Social media has contorted how a successful and fulfilled life should appear. The idea of filters seems to be a sculpt-your-life-on-a-whim type of feature. With a population of young people mistaking tawdry lifestyles with fulfilment, society now reeks of so much chaos. Our dreams and aspirations now are in the confines of the make-believes of the media space.

Don’t get me wrong. I am not trying to down-talk people’s achievements. Also, I am not condemning young folks hitting it hard with their skills, making the dough. But instead, my concerns are about wannabes who have made a mess of the success narrative — those who are all about the most despicable ways to keep up with their public looks.

Today’s experience with young adults is not as it was in the past. It’s fair to say there are noticeable shifts in what adulting was like to millennials compared to Gen Z. There are a lot of channels today on the internet people are expected to harness to make a living for themselves. And you’d better be doing it their way to amass their accolades, so it is.

The push to be successful isn’t the problem here. The problem instead is how pressed on our necks society is about hitting it big early. While some do, without a doubt, many people don’t. It takes some long years of learning, refining, submission, and other things to figure out themselves. Parents sometimes even don’t help in keeping their children’s heads straight as they look at them through the lenses of their friends.

It’s as though everyone wants you to bail from the literal life process to manoeuvre your way to success. But success here is usually about how much money you make, what you can afford, and how your life makes a tell of your cash. It’s an uneasy take on the typical young adult.

Even though we might hate it to be about money, we hate to be dependent regardless and want to make enough for our basic needs by ourselves.
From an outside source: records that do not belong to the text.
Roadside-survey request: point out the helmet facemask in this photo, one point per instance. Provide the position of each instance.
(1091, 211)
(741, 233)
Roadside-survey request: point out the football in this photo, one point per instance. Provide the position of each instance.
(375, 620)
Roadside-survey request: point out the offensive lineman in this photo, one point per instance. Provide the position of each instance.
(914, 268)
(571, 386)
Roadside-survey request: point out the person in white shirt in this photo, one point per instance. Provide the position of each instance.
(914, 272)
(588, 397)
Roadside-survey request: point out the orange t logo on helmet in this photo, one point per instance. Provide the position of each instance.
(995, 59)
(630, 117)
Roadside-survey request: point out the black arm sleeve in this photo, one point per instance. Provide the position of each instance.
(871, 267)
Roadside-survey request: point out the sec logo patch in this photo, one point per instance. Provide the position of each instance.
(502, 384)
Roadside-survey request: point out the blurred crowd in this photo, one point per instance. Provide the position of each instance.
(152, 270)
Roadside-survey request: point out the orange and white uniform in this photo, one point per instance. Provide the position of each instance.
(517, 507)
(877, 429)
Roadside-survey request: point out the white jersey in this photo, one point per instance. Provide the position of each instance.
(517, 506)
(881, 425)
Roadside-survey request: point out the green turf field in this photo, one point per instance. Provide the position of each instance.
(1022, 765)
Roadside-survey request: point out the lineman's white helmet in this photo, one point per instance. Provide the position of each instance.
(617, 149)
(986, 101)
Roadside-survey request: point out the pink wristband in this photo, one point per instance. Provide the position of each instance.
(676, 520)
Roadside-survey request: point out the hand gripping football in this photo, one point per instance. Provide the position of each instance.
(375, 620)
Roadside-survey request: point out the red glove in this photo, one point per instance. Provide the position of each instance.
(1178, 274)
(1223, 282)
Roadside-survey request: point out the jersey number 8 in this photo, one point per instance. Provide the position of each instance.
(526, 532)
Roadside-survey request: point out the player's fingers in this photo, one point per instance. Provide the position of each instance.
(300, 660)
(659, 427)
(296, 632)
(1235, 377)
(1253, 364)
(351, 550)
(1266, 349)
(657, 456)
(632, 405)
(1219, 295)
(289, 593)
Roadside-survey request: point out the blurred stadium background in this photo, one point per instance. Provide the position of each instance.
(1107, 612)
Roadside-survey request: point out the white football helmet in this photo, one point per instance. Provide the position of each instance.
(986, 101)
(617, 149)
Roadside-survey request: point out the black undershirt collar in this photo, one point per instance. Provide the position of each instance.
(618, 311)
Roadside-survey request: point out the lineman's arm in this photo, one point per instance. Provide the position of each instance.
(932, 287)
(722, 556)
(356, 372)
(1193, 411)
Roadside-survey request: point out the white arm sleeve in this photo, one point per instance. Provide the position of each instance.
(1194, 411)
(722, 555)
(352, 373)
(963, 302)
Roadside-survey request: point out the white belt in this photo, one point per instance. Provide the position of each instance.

What does it mean to be successful today? If money doesn’t come along with your other thoughts, you probably have enough to get you by, with your umpteenth generations unborn. Not many people would love to sit around a table where money isn’t discussed. Our aspirations for the future even revolve around the paycheck in the end. We may say it’s about the impact all we want, but we won’t stand the chance of not getting the cash for it.

We may want to trackback where and how our angst began. I think it has always been ꟷ this willingness to match up with others of our cadre. A toddler will most likely have his mum get him the same snack as his friend’s from creche. Progressing to elementary school, the same kid wouldn’t have his parents rest unless he gets the exact toy car like his friend’s. It’s a continuum. No matter how badly we hate to admit it, it’s our reality.

It’s like rationing our outcomes based on our surroundings, with the surroundings acting as the determinants. It may be innate, the craving to be like someone else. Because no matter how bad we think someone is, there’s always someone out there looking up to such a personality.

Regardless of our values, we always look for someone with the same principles. We read about them, study their lifestyles, and thread their paths on most occasions. Our principles are always backed, with people being participatory. It is just what it is.

A huge number of teenage depression and anxiety wraps around this. We know that happiness is subjective, and we get to own that. We should by ourselves learn to choose what we want and, with our paces, work towards them.

Somehow, the angst comes off as societal impositions. Maybe it isn’t after all. Maybe it’s just our cravings with inclinations to the society fad. It might just be ourselves not wanting to be down the success chain. Our angst might be traced down to us, our values, and our hopes for our lives. Society owns the painting, while we’re the artists trying so hard to make a perfect replica of it.